The supervisors have discussed the gate erected by the Clearfield Veterans of Foreign Wars near the industrial park and whether it affects a township road in the past, but now a property owner has addressed concerns with the township.
Kevin Mitchell said he and his sisters are the heirs to the James Mitchell estate, and part of that estate includes property in that area, down to the river, and the road to the property was incorporated in 1801.
The road also connects to Fulton Cemetery where some of Mitchell’s family is buried. Mitchell said his family has been prevented from going to the property for 19 years since the VFW erected a locked gate across the access road.
There has been debate over whether the road is an old, unused township road or not. Mitchell recently hired Curry and Associates to survey the area and it appears that the gate may at least block access to the township road, in which case the gate is illegal.
If it does block a township road directly it is also illegal, especially since that road, although unused, has not been vacated. And it appears the township road is blocked regardless with cables and earthen barriers.
Mitchell said he tried to work with the VFW to gain access for his family, including asking for a key to the gate. The commander refused to give him a key, saying there was concern that they might “forget” to lock the gate and vandals would then gain access.
Mitchell said he and his sisters were finally able to visit the property this past weekend and noted that ATVs have been gaining access anyhow and there was damage in the cemetery.
Currently the gate is unlocked, but Mitchell said it is heavy and difficult to open.
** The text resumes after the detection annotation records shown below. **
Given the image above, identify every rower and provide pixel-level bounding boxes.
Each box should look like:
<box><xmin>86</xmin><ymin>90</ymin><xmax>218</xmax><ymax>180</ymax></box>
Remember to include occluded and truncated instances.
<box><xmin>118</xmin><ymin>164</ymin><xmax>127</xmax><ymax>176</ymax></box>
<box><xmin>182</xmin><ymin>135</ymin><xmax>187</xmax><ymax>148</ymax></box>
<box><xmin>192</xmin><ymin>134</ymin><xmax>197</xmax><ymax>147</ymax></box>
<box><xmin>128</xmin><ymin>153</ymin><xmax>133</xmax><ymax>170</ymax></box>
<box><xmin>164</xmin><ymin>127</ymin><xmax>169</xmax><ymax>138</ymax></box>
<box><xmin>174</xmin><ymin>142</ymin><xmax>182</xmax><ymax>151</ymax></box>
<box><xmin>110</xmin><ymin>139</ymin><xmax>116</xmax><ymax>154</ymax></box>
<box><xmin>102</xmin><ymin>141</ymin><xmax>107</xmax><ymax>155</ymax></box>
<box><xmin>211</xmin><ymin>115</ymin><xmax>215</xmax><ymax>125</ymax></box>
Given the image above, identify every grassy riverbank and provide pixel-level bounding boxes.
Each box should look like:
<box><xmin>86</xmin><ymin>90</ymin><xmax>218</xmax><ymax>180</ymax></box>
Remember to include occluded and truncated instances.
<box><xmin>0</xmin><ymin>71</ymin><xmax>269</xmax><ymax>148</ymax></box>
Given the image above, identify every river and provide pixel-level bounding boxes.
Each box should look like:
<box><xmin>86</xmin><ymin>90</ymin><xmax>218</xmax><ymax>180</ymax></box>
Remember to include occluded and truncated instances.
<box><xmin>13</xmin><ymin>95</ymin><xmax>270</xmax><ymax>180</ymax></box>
After some discussion, the board learned from Code Enforcement Officer Debra Finkbeiner that the lot consolidation and building plans submitted by the VFW for construction of a new building also call for the gate to be removed. Later in the meeting, the board approved those plans and emphasized that the gate must be removed as part of the project.
Shelly Spanogle also spoke to the board concerning the possibility of a mini-casino being constructed in the township. She said she understands the need for more jobs and money in the township, but said there are also drawbacks and fears the cons would outweigh the pros.
She had statistics from research she has done including a trend of targeting lower-income people with a percentage of those becoming addicts, a study done by the Illinois gaming board that showed for 700 jobs created there were 1,100 reported addicts created and there are other issues she did not have time to elaborate on.
The supervisors responded by saying the process begins with a municipality saying they would be open to a casino, but after that they have no control. The licenses are bid on by casinos that then search for locations.
“I do feel the pros outweigh the cons,” Supervisor Jeremy Ruffner added and the supervisors believe most of the business would come from out of the area. Supervisor Randy Powell added that the area already has slot machines in some convenience stores, bars and clubs.
The supervisors learned from the code report and engineer report that the township continues to work towards closing the Sanitary Sewer Overflow in Hyde and more letters have been sent to property owners to take corrective actions.
Finkbeiner said residents may be reconnecting sump pumps and they cannot do that. Powell added that if a plumber tells a resident they don’t have an infiltration problem that the contractors need to look at the laterals during rain events, not during a dry period.
Finkbeiner added that people ask why it has taken so long for the township to work on this problem. She said the township had to do thorough investigation first.
She emphasized the need for property owners to comply as the township cannot absorb the fines once the Sept. 1 deadline is reached.
DEP has ordered the SSO be closed by Sept. 1. If not, DEP will impose fines of $10,000 per day each day the SSO is opened, and the township is responsible for 80 percent of the fine.
After an executive session, the supervisors voted to accept the police union contract. The contract calls for a 40 cent per hour raise and in the third year the employees will contribute two percent to their pension plans.